Başbakan Yardımcısı Babacan Açıklaması
ANKARA - Başbakan Yardımcısı Ali Babacan, Gezi Parkı odaklı gelişmeleri değerlendirirken, hükümet olarak şiddet karşısında boyun eğme ve şiddetin arkasından gelen talepleri kabul etmelerinin söz olmadığını belirterek, ''Fikirlerini barışçıl yollarla ifade etmek isteyenlere kapımız sonuna kadar açık'' dedi.
Babacan, Bloomberg HT ve Habertürk kanallarının ortak yayınında gündeme ilişkin soruları yanıtladı.
Gezi Parkı odaklı gelişmelerle ilgili değerlendirmelerde bulunan Babacan, Başbakan Recep Tayyip Erdoğan'ın konuyla ilgili herkesi dinlediğini hatırlattı.
Bir yargı süreci bulunduğunu ve bunun tamamlanması gerektiğini ifade eden Babacan, ''Arkasından belki halkın da bu konudaki görüşü alınarak, nihayetinde bir sonuca doğru gidiyor. Ümit ediyoruz ki Sayın Başbakanımızın, hükümetimizin bu gayretleri karşılığını bulur'' diye konuştu.
-''Şiddet karşısında boyun eğmeyiz''
Kalabalıkların oldukça heterojen grupları içerdiğini kaydeden Babacan, çevreci vatandaşların oluşturduğu grupları istismar eden, tahrik ve şiddete başvuran yapılar bulunduğunu söyledi.
Gençleri anlamak adına gerekli adımların atılıp atılmadığına ilişkin bir soru üzerine Babacan, illegal örgütlerin işin görüntüsünün anlaşılmasını zorlaştırdığını kaydetti.

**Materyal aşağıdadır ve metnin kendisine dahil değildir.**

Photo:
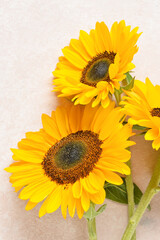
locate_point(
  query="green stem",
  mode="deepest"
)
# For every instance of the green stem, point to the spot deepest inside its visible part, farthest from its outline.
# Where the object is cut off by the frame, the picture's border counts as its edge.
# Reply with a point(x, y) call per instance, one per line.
point(92, 229)
point(130, 193)
point(152, 189)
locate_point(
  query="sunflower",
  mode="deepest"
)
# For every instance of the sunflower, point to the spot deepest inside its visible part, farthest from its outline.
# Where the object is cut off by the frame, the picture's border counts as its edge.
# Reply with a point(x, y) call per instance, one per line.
point(142, 104)
point(67, 162)
point(93, 66)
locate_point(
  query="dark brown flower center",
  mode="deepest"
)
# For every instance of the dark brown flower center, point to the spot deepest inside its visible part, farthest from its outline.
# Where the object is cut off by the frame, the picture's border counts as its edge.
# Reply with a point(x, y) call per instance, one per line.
point(73, 157)
point(97, 69)
point(155, 112)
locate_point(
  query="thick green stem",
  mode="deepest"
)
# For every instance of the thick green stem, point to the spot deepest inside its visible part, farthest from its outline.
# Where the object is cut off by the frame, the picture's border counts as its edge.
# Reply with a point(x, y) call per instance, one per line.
point(92, 229)
point(152, 189)
point(130, 193)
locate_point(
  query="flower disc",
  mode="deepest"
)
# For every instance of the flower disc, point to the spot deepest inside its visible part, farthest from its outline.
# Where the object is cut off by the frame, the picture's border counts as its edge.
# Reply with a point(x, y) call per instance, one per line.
point(94, 65)
point(67, 162)
point(73, 157)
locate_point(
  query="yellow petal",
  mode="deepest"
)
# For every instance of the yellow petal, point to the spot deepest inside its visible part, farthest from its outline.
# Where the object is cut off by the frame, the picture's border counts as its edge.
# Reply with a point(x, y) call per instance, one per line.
point(28, 156)
point(77, 189)
point(55, 199)
point(30, 205)
point(99, 197)
point(50, 127)
point(85, 201)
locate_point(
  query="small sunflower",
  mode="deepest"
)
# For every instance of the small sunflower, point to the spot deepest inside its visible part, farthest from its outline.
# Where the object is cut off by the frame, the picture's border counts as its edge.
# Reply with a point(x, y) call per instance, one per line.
point(93, 66)
point(67, 162)
point(142, 104)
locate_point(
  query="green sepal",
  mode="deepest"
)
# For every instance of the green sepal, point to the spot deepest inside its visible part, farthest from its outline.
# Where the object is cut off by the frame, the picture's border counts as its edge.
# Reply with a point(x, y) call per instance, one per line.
point(92, 213)
point(128, 85)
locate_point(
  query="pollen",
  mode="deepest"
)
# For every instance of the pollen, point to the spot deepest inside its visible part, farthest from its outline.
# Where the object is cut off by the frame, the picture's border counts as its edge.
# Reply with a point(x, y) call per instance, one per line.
point(73, 157)
point(155, 112)
point(97, 69)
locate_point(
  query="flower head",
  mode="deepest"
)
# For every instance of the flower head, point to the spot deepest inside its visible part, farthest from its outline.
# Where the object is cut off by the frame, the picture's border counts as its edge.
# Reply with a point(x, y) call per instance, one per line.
point(67, 162)
point(93, 66)
point(142, 104)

''Hükümet olarak şiddet karşısında boyun eğme ve şiddetin arkasından gelen talepleri kabul etmelerinin söz konusu olmadığına'' dikkati çeken Babacan, şöyle devam etti:
''Bu, Türkiye'de bir yöntem haline gelmemeli. İllegal örgütlerin ellerinde molotof kokteylleriyle ya da demir bilyelerle ya da farklı enstrümanlarla çevreye zarar vermesi, yüzlerce dükkanı yakıp yıkması, araçlara zarar vermesi, polisimize yönelik hareketler... Bunları oturup seyredecek durumumuz olamazdı. Böyle bir kapıyı açtığınızda, bir kere izin verdiğinizde, bir kere şiddet karşısında geri adım attığınızda bu bir yöntem haline gelebilir. Buna izin vermek mümkün değil.''
''Fikirlerini barışçıl yollarla ifade etmek isteyenlere kapılarının sonuna kadar açık olduğunu'' anlatan Babacan, ABD'nin Ankara Büyükelçiliğine saldırıyı düzenleyenler de dahil ortamı istismar edenlere karşı duruşlarını asla değiştirmeyeceklerini belirtti.

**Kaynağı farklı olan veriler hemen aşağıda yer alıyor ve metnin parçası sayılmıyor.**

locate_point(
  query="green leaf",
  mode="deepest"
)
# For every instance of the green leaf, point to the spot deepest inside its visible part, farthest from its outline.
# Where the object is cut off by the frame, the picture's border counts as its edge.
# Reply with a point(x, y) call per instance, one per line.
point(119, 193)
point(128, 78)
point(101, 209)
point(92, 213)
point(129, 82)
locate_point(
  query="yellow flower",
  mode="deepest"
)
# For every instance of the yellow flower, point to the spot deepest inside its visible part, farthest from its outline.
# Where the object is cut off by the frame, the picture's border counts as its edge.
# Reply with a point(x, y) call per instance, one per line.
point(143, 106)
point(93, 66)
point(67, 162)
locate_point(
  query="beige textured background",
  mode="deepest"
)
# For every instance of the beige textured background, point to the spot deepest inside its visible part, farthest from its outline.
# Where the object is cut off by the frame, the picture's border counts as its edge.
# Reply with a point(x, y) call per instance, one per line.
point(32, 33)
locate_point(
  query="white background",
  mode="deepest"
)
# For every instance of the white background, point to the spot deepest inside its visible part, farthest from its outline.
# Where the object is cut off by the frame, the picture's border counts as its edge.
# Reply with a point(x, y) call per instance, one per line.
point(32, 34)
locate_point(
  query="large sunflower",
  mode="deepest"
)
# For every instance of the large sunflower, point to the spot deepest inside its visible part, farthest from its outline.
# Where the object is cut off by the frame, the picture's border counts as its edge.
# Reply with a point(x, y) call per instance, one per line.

-''Ciddi dezenformasyon çabaları var''
Taksim'deki olaylarla Arap Baharı sırasında yaşanan olaylar arasında benzerlik kurmaya çalışma yönünde çabaları olanların tespit edildiğine ilişkin soru üzerine Babacan, olaylar sırasında piyasa oyuncuları, dış basın ve iç kamuoyuna yönelik ciddi dezenformasyon çabalarının yaşandığını ifade etti.
-Ayrıntılı incelenmeli
Bu çabaların merkezi bir yapıdan kaynaklanıp kaynaklanmadığının da arasında bulunduğu birçok unsurun ayrıntılı incelenmesi gerektiğini dile getiren Babacan, ''Özellikle uluslararası basına bakıyoruz. Bizzat alandaki gelişmeler... İşin özü başka, haberlerin yapılış şekli maalesef çok çok başka. Sadece o haberlere bakanlar zannediyorlar ki Türkiye sathı olarak bir kaos içerisine girmiş, adeta bir iç savaş var. Türkiye bunu hak etmiyor. İşin gerçeği de zaten o değil'' dedi.
-''Taksim çok farklı''
Olaylarda dış unsurların etkisi tartışmaları ekseninde ''Taksim, Tahrir olur mu? Türk Baharı mı geliyor?'' yorumlarının hatırlatılması üzerine Babacan, son birkaç haftadır Türkiye'de yaşananlar ile Arap ülkelerinde yaşananların son derece farklı olduğunu söyledi.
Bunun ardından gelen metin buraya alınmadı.